Paul was diagnosed with a closed head injury and remained in a coma for a month. But he slowly recovered much of his functioning, including some motor function on his left side, through the help of the Neuroscience Center at Sparrow Hospital in Lansing, MI.

He never fully recovered, though. For almost three years, he tried valiantly to progress in his medical schoolwork, but finally was unable to continue. He's now in a master's program in computer science in Colorado, where he's doing well and seems to be happy. Paul still remembers telling us he'd grab the wheel if anything happened, but doesn't know why he didn't do it.

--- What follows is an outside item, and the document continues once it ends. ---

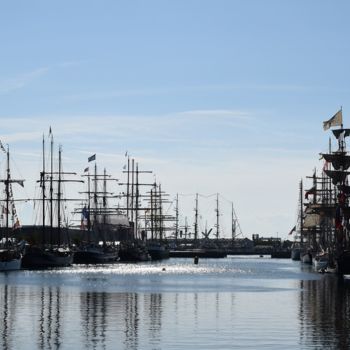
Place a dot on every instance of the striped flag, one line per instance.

I was diagnosed with postconcussion syndrome. For a while, I couldn't remember much, including lectures I'd just heard. I managed to finish medical school and pass one part of the board exams, and I recently started a job in family medicine. All my travel mates, except for Paul, are also progressing in their careers.

Barely a day passes when I don't think about the accident. That night, I was pressed into medical service before my time, but I wouldn't have changed that. I'm just glad I knew how to help Paul. Fate, or something greater than ourselves, saved us that night.

The director of my residency program subsequently commented that I was sometimes overzealous in treating my patients. Maybe so, but I want people to be healthy and to enjoy what time they have left. As for me, I'm grateful for every minute I have.

 

Patrick Peterson. How a "crash course" in medicine changed my life. Medical Economics 2002;5:67.